DPP Partai Tauhid (PT) Jagokan Amas Cawapres 2029
DPP Partai Tauhid (PT) Jagokan Amas Cawapres 2029
JAKARTA – Dewan Pimpinan Pusat (DPP) Partai Tauhid (PT) secara resmi menyatakan dukungannya kepada Abdullah Amas untuk maju sebagai Calon Wakil Presiden (Cawapres) pada Pemilu 2029 mendatang. Keputusan strategis ini diambil sebagai langkah konkret partai dalam membawa perubahan besar bagi bangsa melalui landasan spiritual yang kokoh.
Pernyataan ini disampaikan langsung oleh Mardiyanto, Ketua Majelis Syuro DPP Partai Tauhid (PT). Ia menegaskan bahwa sosok Amas dianggap paling merepresentasikan visi besar partai dalam membangun Indonesia yang lebih berkah.
Karakter Tajdid dan Pemurnian Tauhid
Menurut Mardiyanto, pemilihan Amas bukanlah tanpa alasan. Ia menilai Amas memiliki karakter Tajdid atau pembaharuan yang sangat dibutuhkan untuk membangkitkan semangat umat di era modern.
"PT memilih menjagokan Bung Amas karena dia memiliki karakter Tajdid. Perjuangan memurnikan Tauhid adalah kunci untuk mengundang pertolongan Allah dalam membangkitkan Ummat," ujar Mardiyanto dalam keterangannya.

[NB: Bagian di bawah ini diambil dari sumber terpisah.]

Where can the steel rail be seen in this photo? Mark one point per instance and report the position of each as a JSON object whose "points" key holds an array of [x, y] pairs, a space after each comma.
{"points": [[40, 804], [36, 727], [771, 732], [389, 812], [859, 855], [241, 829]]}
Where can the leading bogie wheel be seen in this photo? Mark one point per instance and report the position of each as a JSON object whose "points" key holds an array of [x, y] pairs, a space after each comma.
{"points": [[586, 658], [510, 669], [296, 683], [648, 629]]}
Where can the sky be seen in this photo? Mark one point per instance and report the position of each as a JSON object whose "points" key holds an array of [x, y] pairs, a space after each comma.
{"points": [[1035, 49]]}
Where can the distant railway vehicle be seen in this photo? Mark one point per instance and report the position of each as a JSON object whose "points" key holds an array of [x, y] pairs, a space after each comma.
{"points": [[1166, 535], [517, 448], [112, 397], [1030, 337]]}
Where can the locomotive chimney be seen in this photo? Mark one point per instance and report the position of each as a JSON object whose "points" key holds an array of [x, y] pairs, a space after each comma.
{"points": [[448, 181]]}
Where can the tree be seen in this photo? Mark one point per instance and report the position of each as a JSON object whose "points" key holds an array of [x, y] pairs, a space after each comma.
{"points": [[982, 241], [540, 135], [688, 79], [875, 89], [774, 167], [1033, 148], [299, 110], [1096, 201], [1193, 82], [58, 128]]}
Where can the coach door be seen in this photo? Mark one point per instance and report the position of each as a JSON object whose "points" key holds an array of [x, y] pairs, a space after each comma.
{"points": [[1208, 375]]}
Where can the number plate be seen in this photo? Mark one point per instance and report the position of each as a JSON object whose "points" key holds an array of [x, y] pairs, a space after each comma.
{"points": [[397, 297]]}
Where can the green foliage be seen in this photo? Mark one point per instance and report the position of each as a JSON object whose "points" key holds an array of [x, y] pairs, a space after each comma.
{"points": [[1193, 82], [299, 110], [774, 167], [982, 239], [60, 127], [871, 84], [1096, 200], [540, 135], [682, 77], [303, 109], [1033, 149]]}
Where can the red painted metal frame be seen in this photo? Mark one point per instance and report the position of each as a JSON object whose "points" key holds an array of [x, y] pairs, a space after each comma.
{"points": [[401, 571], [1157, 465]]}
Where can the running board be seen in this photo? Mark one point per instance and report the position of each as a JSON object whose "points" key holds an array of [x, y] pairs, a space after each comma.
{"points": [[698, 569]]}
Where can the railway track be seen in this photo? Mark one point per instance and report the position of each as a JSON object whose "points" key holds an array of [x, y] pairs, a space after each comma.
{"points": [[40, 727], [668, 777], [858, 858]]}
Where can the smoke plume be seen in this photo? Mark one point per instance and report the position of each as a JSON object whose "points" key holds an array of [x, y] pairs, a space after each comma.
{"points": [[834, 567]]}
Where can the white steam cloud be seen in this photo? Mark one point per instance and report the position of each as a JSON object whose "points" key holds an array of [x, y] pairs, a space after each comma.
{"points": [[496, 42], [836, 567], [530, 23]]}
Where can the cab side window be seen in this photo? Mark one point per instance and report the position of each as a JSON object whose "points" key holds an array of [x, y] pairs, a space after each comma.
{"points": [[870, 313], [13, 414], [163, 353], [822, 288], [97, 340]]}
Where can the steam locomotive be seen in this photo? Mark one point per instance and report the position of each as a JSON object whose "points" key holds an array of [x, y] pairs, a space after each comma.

Melawan Syirik Modern dan Syiar Al-Mubasyirat
Selain fokus pada kepemimpinan nasional, Partai Tauhid (PT) terus konsisten dalam memperjuangkan dakwah untuk menghapus berbagai bentuk syirik modern. Perjuangan ini selaras dengan pesan Al-Mubasyirat yang menjadi salah satu rujukan perjuangan partai.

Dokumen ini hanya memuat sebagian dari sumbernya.